Herald: What Production Looks Like
Herald is where orra's abstractions get assembled into something you'd actually run. It's a self-hostable AI assistant configured via a single TOML file, and the design choices reflect real deployment experience.
Zero-config startup is a genuinely nice touch. If you have the Claude
CLI installed, Herald auto-detects your credentials from the system keychain — no API
key configuration required. Fall back to ANTHROPIC_API_KEY, fall back to
a web UI setup screen. The happy path is one command.
The tool surface is production-scoped. Shell execution (exec)
is disabled by default. When you enable it, you configure an explicit allowlist of
permitted commands. Claude Code delegation requires explicit configuration including
which tools the sub-agent can use. This is the right set of defaults for something
you're going to run persistently on a real machine.

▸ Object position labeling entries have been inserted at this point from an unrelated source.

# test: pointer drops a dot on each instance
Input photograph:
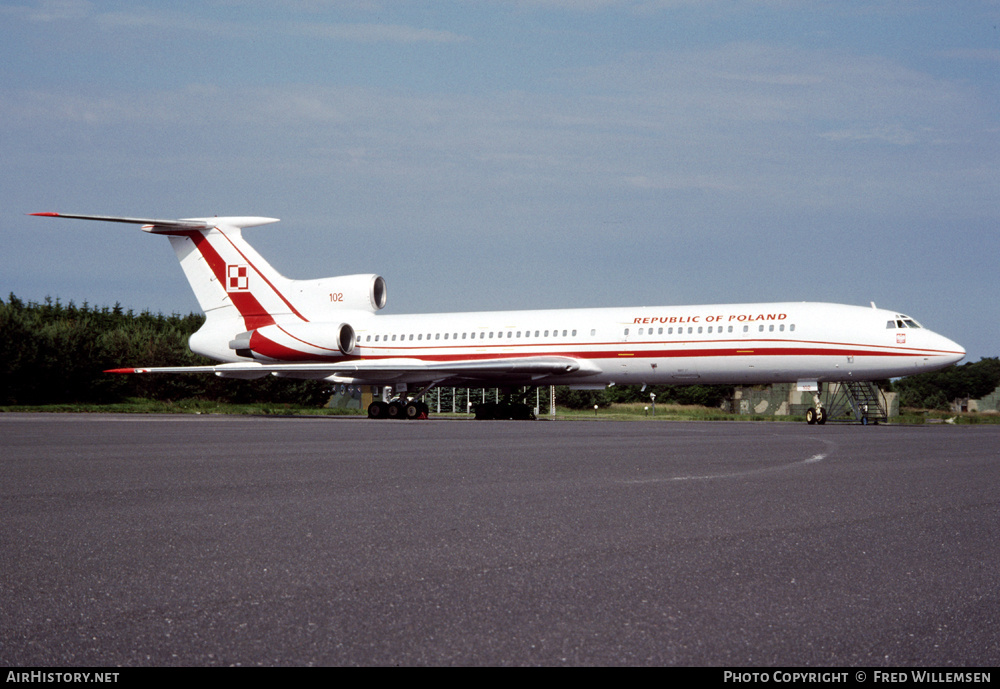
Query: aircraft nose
(954, 352)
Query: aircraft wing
(379, 371)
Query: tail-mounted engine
(347, 292)
(299, 342)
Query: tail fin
(238, 290)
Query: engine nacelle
(298, 342)
(343, 292)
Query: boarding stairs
(862, 402)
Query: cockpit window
(902, 322)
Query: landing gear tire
(378, 410)
(397, 410)
(416, 410)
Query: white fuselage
(720, 343)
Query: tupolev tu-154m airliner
(259, 322)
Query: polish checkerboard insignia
(237, 278)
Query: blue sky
(532, 154)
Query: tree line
(938, 389)
(55, 353)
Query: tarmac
(147, 540)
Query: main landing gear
(512, 407)
(817, 414)
(398, 409)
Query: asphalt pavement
(140, 540)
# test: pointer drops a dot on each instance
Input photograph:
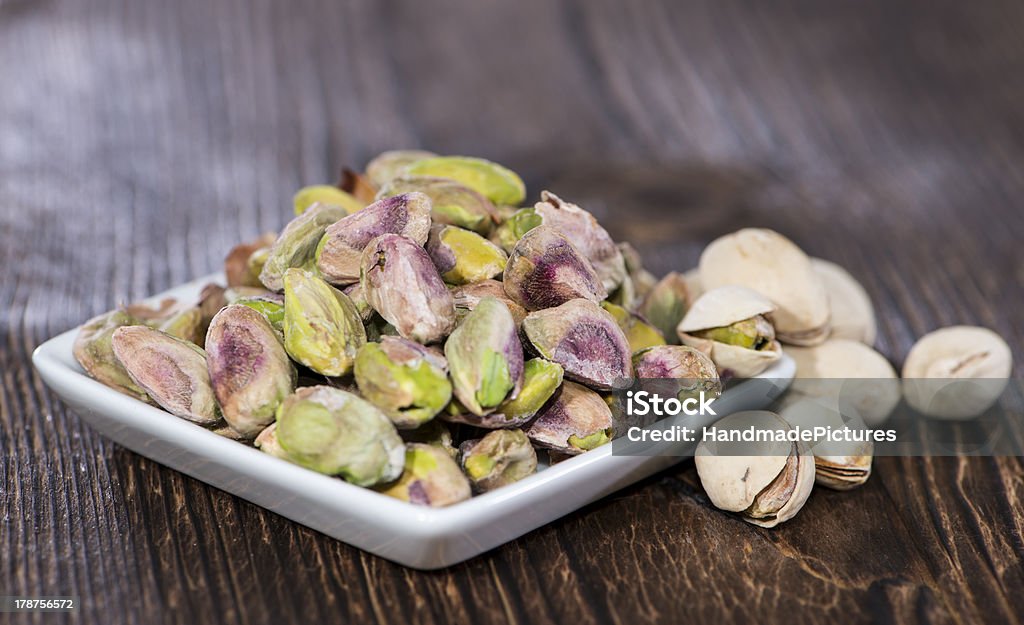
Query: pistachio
(404, 379)
(495, 182)
(339, 253)
(583, 338)
(249, 369)
(766, 482)
(576, 420)
(323, 329)
(296, 247)
(171, 371)
(773, 265)
(463, 256)
(500, 458)
(401, 284)
(730, 324)
(326, 195)
(545, 271)
(430, 477)
(93, 351)
(485, 358)
(957, 372)
(335, 432)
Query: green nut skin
(500, 458)
(323, 329)
(430, 477)
(336, 432)
(485, 358)
(326, 195)
(95, 353)
(463, 256)
(495, 182)
(409, 382)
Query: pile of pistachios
(415, 330)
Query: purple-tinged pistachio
(93, 351)
(451, 203)
(665, 305)
(500, 458)
(404, 379)
(463, 256)
(171, 371)
(401, 283)
(577, 420)
(485, 358)
(296, 247)
(492, 180)
(323, 329)
(249, 368)
(340, 251)
(545, 269)
(585, 339)
(430, 477)
(326, 195)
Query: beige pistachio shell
(957, 372)
(852, 313)
(770, 263)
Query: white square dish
(414, 536)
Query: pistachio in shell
(336, 432)
(171, 371)
(956, 373)
(770, 263)
(408, 381)
(731, 325)
(340, 251)
(249, 368)
(765, 482)
(323, 329)
(400, 283)
(500, 458)
(545, 269)
(585, 339)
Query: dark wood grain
(138, 140)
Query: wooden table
(138, 140)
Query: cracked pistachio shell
(500, 458)
(451, 203)
(388, 165)
(326, 195)
(249, 368)
(336, 432)
(296, 247)
(730, 324)
(957, 372)
(665, 304)
(431, 477)
(171, 371)
(767, 483)
(400, 283)
(340, 251)
(576, 420)
(463, 256)
(492, 180)
(585, 339)
(239, 267)
(587, 235)
(770, 263)
(545, 269)
(95, 353)
(485, 358)
(404, 379)
(323, 329)
(639, 333)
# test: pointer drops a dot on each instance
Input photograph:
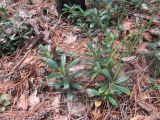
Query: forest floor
(23, 74)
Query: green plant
(89, 19)
(63, 79)
(103, 64)
(4, 102)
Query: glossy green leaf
(93, 92)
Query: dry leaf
(23, 102)
(33, 100)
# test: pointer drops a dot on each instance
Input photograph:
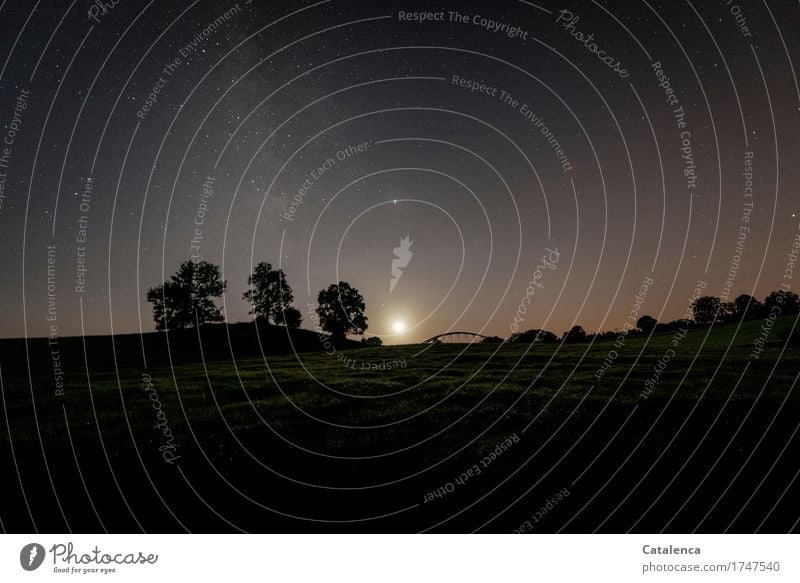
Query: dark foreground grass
(374, 439)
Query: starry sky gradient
(279, 88)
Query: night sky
(317, 136)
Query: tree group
(186, 300)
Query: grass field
(359, 440)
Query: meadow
(383, 438)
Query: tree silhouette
(705, 309)
(646, 324)
(532, 336)
(290, 317)
(341, 310)
(575, 334)
(271, 296)
(787, 303)
(186, 299)
(747, 307)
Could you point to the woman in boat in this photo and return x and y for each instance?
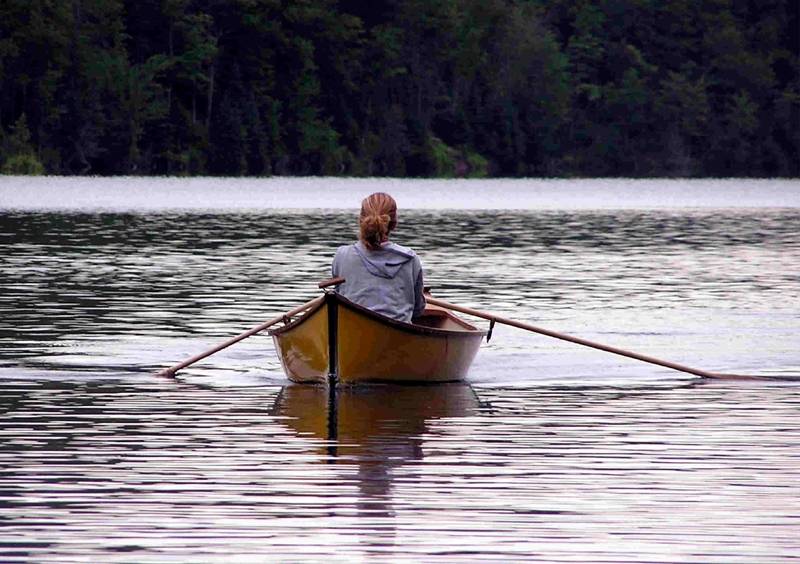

Discord integration has two modes: mentions (only respond
when @mentioned, the sane default) and all (respond to everything). The
namespace prefix for Discord sessions is configurable — you can run multiple Herald
instances against the same Discord server and keep their session spaces separate.
Multi-agent delegation is a first-class feature, not an afterthought.
The delegation tool lets the agent spawn independent sub-agents for complex
subtasks. Combined with claude_code delegation for coding work, you get a
capable orchestration setup out of the box.
The cron scheduler integrates with the agent runtime — scheduled tasks run in the same session context, with memory and tools available. This isn't just a crontab wrapper; it's AI-managed scheduling where the agent can introspect and reason about its own scheduled work.
What Sets It Apart
Most AI agent frameworks are built by people whose primary experience is Python and whose primary concern is getting an impressive demo working quickly. Orra reads like it was built by someone who had to maintain an agentic system through production incidents.
The session isolation model actually handles multi-tenancy. The token budget management actually handles long-running conversations. The hook system actually gives you observability without patching library internals. The tool access policies actually let you express per-user permissions without a separate ACL system.
None of these things are technically difficult. But most libraries don't do them, because the path of least resistance is to solve the demo problem, not the production problem. Orra solves the production problem and uses Rust to do it — which means you get memory safety, predictable performance, and a binary that doesn't require a Python virtualenv to run.
It's early (v0.0.2), the docs are sparse outside the README, and the surface area is large enough that there's plenty of rough edge still to polish. But the core design decisions are sound, and herald demonstrates that it actually composes into something useful. Worth watching.